National Research Council of Canada, Institute of Information Technology, 100 des Aboiteaux Street, Suite 1100, Moncton, NB E1A7R1, Canada.
BMC Bioinformatics. 2010 Feb 24;11:105. doi: 10.1186/1471-2105-11-105.
Estimation of DNA duplex hybridization free energy is widely used for predicting cross-hybridizations in DNA computing and microarray experiments. A number of software programs based on different methods and parametrizations are available for the theoretical estimation of duplex free energies. However, significant differences in free energy values are sometimes observed among estimations obtained with various methods, thus being difficult to decide what value is the accurate one.

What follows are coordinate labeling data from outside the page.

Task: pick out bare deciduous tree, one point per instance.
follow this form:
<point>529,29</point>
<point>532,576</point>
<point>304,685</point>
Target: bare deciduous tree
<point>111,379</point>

We present in this study a quantitative comparison of the similarities and differences among four published DNA/DNA duplex free energy calculation methods and an extended Nearest-Neighbour Model for perfect matches based on triplet interactions. The comparison was performed on a benchmark data set with 695 pairs of short oligos that we collected and manually curated from 29 publications. Sequence lengths range from 4 to 30 nucleotides and span a large GC-content percentage range. For perfect matches, we propose an extension of the Nearest-Neighbour Model that matches or exceeds the performance of the existing ones, both in terms of correlations and root mean squared errors. The proposed model was trained on experimental data with temperature, sodium and sequence concentration characteristics that span a wide range of values, thus conferring the model a higher power of generalization when used for free energy estimations of DNA duplexes under non-standard experimental conditions.

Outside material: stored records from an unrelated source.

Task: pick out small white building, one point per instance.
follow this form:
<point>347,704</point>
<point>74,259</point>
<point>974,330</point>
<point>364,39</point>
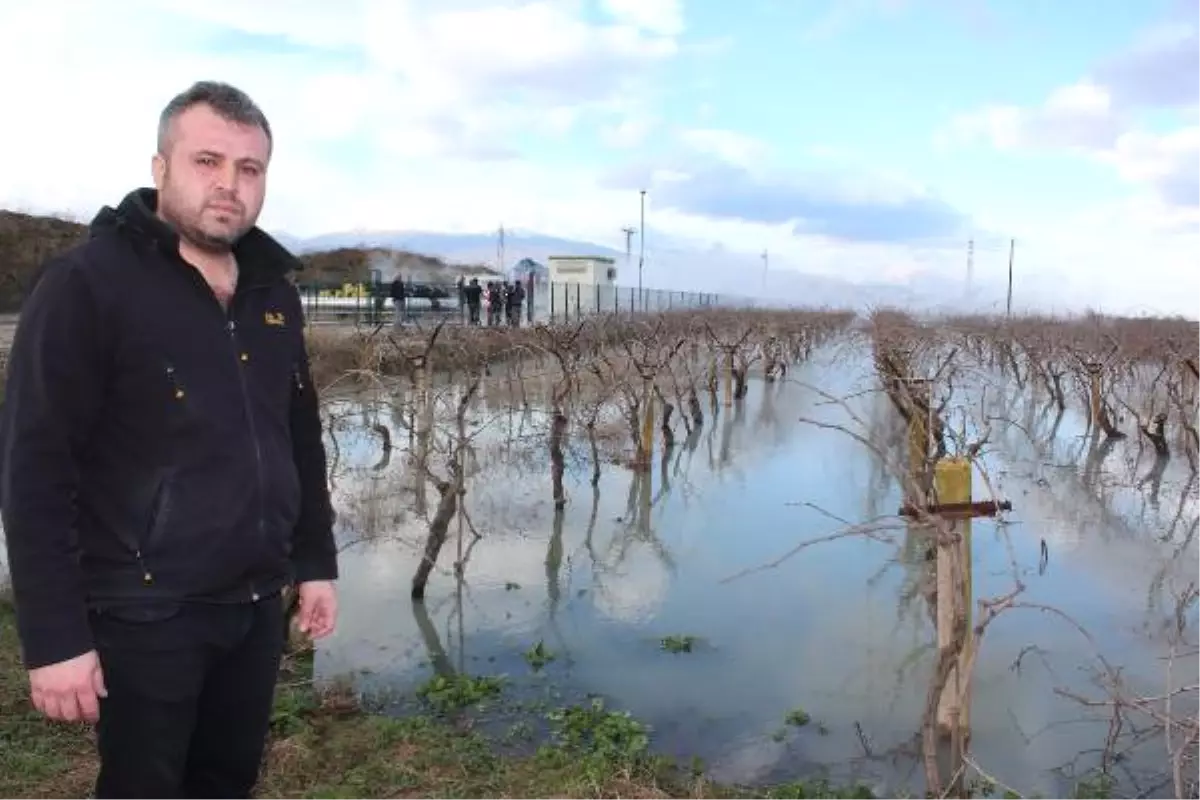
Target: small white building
<point>592,270</point>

Based on our preliminary results, we conclude that no statistically significant differences exist among free energy approximations obtained with 4 publicly available and widely used programs, when benchmarked against a collection of 695 pairs of short oligos collected and curated by the authors of this work based on 29 publications. The extended Nearest-Neighbour Model based on triplet interactions presented in this work is capable of performing accurate estimations of free energies for perfect match duplexes under both standard and non-standard experimental conditions and may serve as a baseline for further developments in this area of research.

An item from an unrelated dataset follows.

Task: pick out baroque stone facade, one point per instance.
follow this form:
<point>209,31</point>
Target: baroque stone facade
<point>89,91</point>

DNA 双链杂交自由能的估算广泛用于预测 DNA 计算和微阵列实验中的交叉杂交。有许多基于不同方法和参数化的软件程序可用于理论上估算双链自由能。然而,不同方法的估算值有时存在显著差异,因此很难确定哪个值是准确的。
我们在这项研究中对四种已发表的 DNA/DNA 双链自由能计算方法和基于三碱基相互作用的完美匹配扩展近邻模型进行了定量比较。比较是在一个基准数据集上进行的,该数据集包含 695 对我们从 29 篇文献中收集和手动整理的短寡核苷酸对。序列长度从 4 到 30 个核苷酸不等,跨越了很大的 GC 含量百分比范围。对于完美匹配,我们提出了近邻模型的扩展,在相关性和均方根误差方面都与现有的模型相匹配或超过。所提出的模型是在具有广泛值的温度、钠离子和序列浓度特性的实验数据上进行训练的,从而赋予模型在非标准实验条件下对 DNA 双链自由能进行估算时更高的泛化能力。
根据我们的初步结果,我们得出结论,在与作者根据 29 篇文献收集和整理的 695 对短寡核苷酸对进行基准测试时,四个公开的广泛使用的程序获得的自由能近似值之间没有统计学上的显著差异。在标准和非标准实验条件下,基于三碱基相互作用的扩展近邻模型能够对完美匹配双链的自由能进行准确估算,并可为该研究领域的进一步发展提供基准。